Do not discard old mirrors!
This post from 2015 is about reusing old mirrored sliding closet doors to beautify my yard.
After four years, the glue has held the pieces in place through the extreme cold and heat that is our weather in eastern Canada. The mirrors appear to open a door into some other magical realm. Since then, I have added more colourful perennials in the beds.
(Fortune cookie prediction).
When I read my fortune cookie, I wondered who wrote these obtuse messages.
“Should” really means you PROBABLY can do it, or the likelihood is that you will do it. It leaves an element of doubt though, doesn’t it? There could even be an “if” added to that fortune cookie prediction.
You SHOULD be able to undertake the mirrored fence project and complete it… IF the sunny, dry weather holds out for a few hours. We have been getting quick cloudbursts of showers lately so I understood the uncertainty of the fortune cookie prediction in that respect.
You SHOULD be able to complete the project… IF you don’t cut a finger, drop a hammer on a toe, trip on the sawhorse….or do anything that would warrant a trip to local Emerg ( a very real possibility in our home) where you are sure to wait long hours before seeing a physician. You get the picture?
These were my thoughts when I happened on the fortune cookie from our take-out dinner on the very night before we were to start work on our mirrored mural panels.

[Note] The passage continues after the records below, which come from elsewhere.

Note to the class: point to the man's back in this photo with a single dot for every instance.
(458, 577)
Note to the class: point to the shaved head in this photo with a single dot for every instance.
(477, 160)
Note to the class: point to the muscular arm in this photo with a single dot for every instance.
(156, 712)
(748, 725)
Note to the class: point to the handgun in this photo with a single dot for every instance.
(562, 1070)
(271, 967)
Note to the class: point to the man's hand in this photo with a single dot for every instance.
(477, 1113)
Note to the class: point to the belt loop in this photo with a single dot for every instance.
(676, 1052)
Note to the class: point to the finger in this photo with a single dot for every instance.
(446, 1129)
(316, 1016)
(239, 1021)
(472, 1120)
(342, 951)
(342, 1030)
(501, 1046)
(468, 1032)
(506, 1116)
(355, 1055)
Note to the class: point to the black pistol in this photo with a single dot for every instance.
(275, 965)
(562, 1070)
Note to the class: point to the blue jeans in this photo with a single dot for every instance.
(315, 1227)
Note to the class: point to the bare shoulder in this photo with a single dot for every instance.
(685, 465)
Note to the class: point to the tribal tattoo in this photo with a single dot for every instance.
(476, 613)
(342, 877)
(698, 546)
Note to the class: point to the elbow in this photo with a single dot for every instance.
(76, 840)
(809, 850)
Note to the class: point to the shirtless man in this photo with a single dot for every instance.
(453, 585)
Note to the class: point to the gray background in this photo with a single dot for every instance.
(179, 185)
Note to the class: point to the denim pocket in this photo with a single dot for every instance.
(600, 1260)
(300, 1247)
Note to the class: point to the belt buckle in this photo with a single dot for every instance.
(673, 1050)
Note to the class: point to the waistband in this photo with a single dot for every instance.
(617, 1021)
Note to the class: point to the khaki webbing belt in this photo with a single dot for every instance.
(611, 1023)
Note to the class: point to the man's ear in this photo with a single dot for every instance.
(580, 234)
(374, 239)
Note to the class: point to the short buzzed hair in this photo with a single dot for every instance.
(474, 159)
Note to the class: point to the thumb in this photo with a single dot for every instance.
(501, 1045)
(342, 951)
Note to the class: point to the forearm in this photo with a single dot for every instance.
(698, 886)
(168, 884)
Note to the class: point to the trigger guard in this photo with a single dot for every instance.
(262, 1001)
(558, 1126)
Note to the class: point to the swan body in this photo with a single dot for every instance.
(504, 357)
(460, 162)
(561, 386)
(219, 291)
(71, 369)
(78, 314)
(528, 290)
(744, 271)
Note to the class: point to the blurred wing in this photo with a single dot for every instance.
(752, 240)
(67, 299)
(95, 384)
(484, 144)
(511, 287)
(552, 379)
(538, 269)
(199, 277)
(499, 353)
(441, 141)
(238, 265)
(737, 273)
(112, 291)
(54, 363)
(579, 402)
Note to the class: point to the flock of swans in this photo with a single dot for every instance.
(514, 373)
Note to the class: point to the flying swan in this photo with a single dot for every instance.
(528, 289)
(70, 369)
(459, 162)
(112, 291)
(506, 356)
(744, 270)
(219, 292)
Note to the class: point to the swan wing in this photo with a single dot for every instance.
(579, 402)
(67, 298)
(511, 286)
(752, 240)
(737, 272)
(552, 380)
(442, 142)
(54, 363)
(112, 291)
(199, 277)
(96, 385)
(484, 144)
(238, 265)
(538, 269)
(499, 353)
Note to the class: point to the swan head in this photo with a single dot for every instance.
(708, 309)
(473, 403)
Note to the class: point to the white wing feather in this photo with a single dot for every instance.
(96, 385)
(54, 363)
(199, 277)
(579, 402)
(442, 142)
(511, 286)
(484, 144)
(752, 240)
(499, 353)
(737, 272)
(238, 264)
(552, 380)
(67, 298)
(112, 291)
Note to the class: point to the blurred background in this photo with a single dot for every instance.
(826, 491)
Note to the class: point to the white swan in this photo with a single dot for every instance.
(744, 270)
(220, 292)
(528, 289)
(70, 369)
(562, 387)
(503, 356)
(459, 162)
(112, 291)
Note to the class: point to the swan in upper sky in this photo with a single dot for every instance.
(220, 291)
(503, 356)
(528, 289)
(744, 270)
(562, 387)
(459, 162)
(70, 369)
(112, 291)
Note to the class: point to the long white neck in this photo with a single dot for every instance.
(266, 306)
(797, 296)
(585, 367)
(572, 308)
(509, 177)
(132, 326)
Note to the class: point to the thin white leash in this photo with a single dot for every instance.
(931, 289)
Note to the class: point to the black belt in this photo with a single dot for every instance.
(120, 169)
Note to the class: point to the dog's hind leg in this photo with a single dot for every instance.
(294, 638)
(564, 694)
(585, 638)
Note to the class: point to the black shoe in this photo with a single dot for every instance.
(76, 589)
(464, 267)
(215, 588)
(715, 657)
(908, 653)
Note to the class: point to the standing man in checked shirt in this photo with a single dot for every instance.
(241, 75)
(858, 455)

Our intent to beautify our back yard was going to be one big experiment. We wanted to cover sparse cedars allowing us to see into the neighbour’s yard. The thick greenery of the top doesn’t extend to the bottom of the row of cedars.
Or more to the point, HE is able to see into our yard. Have I mentioned we have a pool and our yard is very private from prying eyes?

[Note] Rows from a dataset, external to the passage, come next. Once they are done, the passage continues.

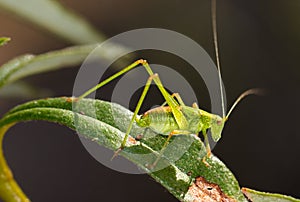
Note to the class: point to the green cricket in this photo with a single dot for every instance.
(174, 117)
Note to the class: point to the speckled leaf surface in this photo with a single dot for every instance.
(257, 196)
(97, 121)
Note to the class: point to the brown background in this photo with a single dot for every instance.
(259, 47)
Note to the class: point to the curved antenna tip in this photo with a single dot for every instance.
(252, 91)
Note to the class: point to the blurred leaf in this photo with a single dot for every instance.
(22, 90)
(52, 16)
(257, 196)
(27, 65)
(4, 40)
(107, 126)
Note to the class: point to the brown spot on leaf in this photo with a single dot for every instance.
(246, 194)
(71, 99)
(204, 191)
(131, 140)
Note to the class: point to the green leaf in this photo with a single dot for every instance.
(4, 40)
(50, 15)
(106, 122)
(257, 196)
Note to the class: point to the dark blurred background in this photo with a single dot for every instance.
(259, 47)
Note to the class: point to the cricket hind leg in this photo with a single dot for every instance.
(134, 117)
(178, 97)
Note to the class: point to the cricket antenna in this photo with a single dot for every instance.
(253, 91)
(215, 38)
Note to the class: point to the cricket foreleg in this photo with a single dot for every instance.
(174, 132)
(208, 150)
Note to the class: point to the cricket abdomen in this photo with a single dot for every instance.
(160, 120)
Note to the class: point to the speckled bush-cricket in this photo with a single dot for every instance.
(174, 117)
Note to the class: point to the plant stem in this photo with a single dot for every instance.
(9, 189)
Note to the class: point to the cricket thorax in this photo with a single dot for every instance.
(160, 120)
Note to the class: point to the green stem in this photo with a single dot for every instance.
(9, 189)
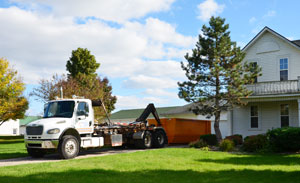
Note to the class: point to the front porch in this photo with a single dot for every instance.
(272, 105)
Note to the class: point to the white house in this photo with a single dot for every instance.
(16, 127)
(10, 127)
(276, 94)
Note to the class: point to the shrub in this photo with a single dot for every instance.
(237, 139)
(198, 144)
(284, 139)
(210, 139)
(226, 145)
(205, 149)
(255, 143)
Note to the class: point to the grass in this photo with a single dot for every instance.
(12, 147)
(163, 165)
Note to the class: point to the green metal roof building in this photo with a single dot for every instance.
(28, 119)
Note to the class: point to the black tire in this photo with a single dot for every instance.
(145, 142)
(68, 147)
(159, 139)
(36, 153)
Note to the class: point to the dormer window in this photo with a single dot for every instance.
(253, 66)
(283, 69)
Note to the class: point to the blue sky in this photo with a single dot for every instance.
(139, 43)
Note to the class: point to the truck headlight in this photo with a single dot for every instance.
(53, 131)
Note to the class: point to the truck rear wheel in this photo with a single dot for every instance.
(159, 139)
(68, 147)
(145, 142)
(36, 153)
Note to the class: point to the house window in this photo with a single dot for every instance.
(284, 115)
(254, 116)
(283, 69)
(15, 131)
(253, 65)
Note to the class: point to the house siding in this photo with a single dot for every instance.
(267, 51)
(269, 117)
(7, 128)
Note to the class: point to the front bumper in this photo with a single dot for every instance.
(42, 144)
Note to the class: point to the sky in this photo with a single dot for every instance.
(139, 43)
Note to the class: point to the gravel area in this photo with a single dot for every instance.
(55, 157)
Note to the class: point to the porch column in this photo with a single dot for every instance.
(230, 121)
(298, 112)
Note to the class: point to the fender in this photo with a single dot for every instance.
(71, 131)
(138, 135)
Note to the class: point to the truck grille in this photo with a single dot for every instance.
(34, 130)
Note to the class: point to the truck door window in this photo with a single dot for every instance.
(83, 109)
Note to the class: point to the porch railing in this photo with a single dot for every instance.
(275, 87)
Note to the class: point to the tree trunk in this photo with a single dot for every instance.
(216, 126)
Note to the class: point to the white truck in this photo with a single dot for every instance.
(68, 126)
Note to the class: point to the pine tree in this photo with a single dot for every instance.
(215, 72)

The idea to glue mirrored pieces to a fence came from Pinterest, of course. I searched for broken mirror projects and found so many that I am convinced there must be lots of people who had mirrors sitting around in a garage from home renovations.
This winter, hubby and I decided to put up louvered doors in our bedroom closet and remove the three large sliding panels of mirrors from the 1980s.

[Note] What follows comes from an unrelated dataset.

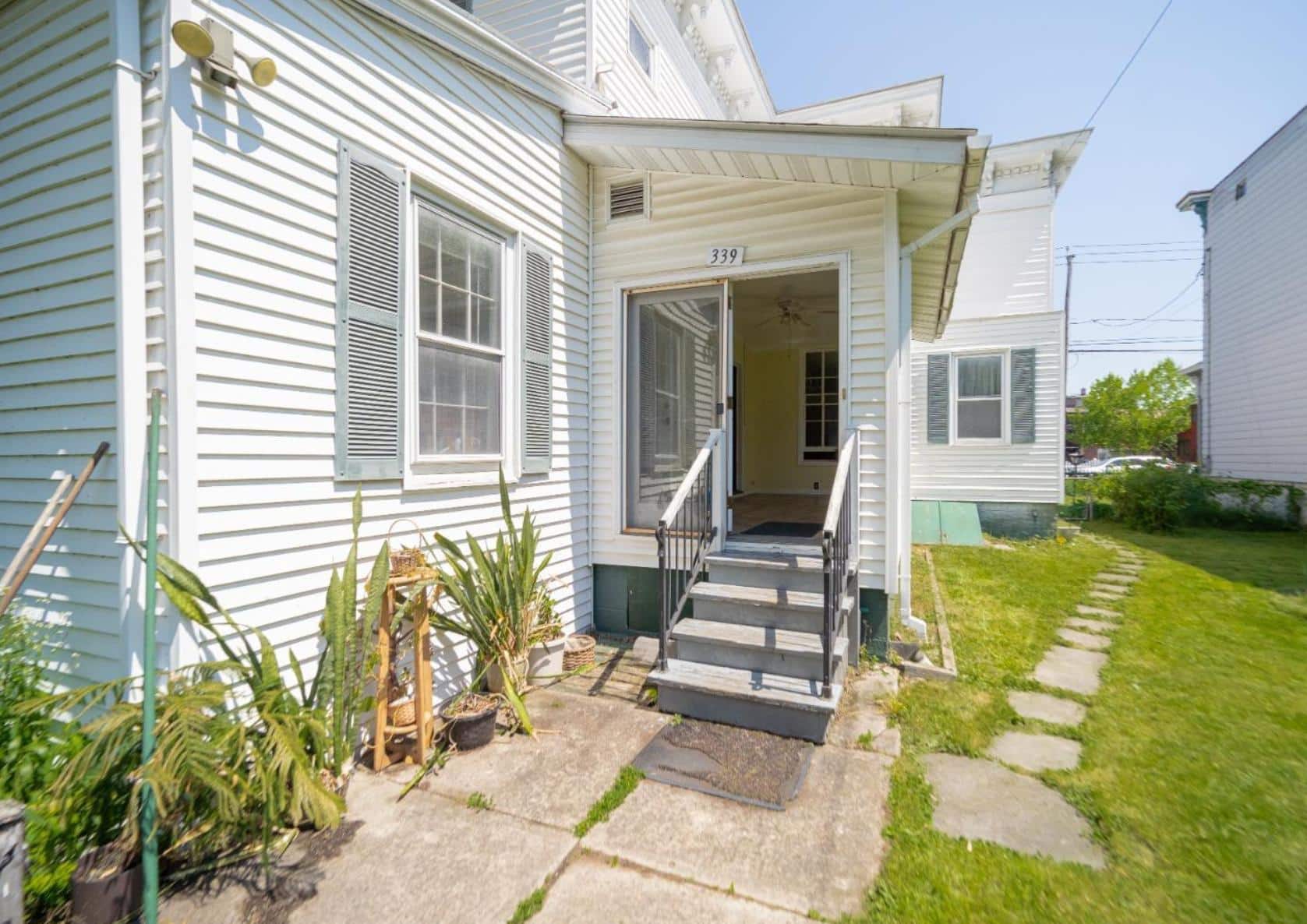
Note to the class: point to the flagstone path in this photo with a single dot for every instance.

We tried selling them but no one wanted them. Not much of a surprise really.
Then we tried giving them away. We placed them at the road with a sign announcing they were FREE!
A scavenger came and took all the steel tracks and the frames but left us the mirrors.
So on a very bright Saturday morning, we were ready to tackle our project. We had bought the special glue that would be needed to keep these suckers attached to wood panels (pressure treated pine in case you are wondering) hopefully through the heat and humidity of our summers to the coldest wintry Canadian nights.
In case you should want to try this, here is the first thing I learned about the glue. It is very tenacious. Wear gloves. I did not.
Hubby was unconcerned. Don’t worry says he. It will come off easily. Uh huh! Really? The suggested varsol method for removal didn’t work.
The second method was to use my apricot face scrub all over my hands and that didn’t work either. The only way I finally managed to remove all the glue was to shave, yup, gently shave the glue off my fingers in the shower.
The second aspect to consider in this project is that the mirror shatters in unpredictable patterns because of a very solid plastic backing that must be removed before glueing the mirror to the wood. I had to work with whatever shapes came my way.
Hubby was on breaking duty….this comes naturally to him anyway. Around our house, he is known by the nickname Mr. BS Man (BS =break and spill). It took us an afternoon to get the mirror pieces broken and glued to one panel.
Another important piece of information….leave the panel in horizontal position for 12 hours.
Lifting it too soon will cause some of the heavier pieces to slide off and break into a zillion shards.
Let’s just say I quickly learned the reason the mirror originally had that danged difficult to remove plastic backing!
With three panels finished and installed, the most important ones to allow us our privacy, I am not sure if I should have mirror pieces all over the wood fence or just in the middle. I mean, a person could really go wild with mirror pieces all over each panel.
We have lots of mirror left and it’s probably best to wait to see how the mirror holds up over the winter before investing right away in more pine boards.
There are other possible uses for the leftover mirror.
The mirror could be cemented as mosaics in stepping-stones. I think it would be stunning if we then placed solar lights close to these stepping-stones. Can you imagine the lovely reflection of the lights in the evening?
Or, how about a piece of mirror glued on top of a tree stump or slice of tree stump? Imagine a collection of these in flower beds or in areas where the grass is scraggly. For this experiment, we would have to invest in a glass cutter to cut the mirror to the precise shape of the top of the stump. Love the effect of a big “puddle” of water sitting on top of a stump…
Have you used mirrors in original ways? If so, leave me a message! I will share some of your brilliant ideas in the Reply box below.
In the meantime, I am very pleased with the results. Friends and family who have visited commented that the panels are an effective trompe l'oeil as they appear to give us a glimpse into the neighbour's yard. Of course, they are only reflecting objects from my own yard. I particularly like the way they reflect all the nearby flowers.
You can let me know what you think. Should I add more mirrors? If you have any other ideas for recycling mirrors, I would love to hear them.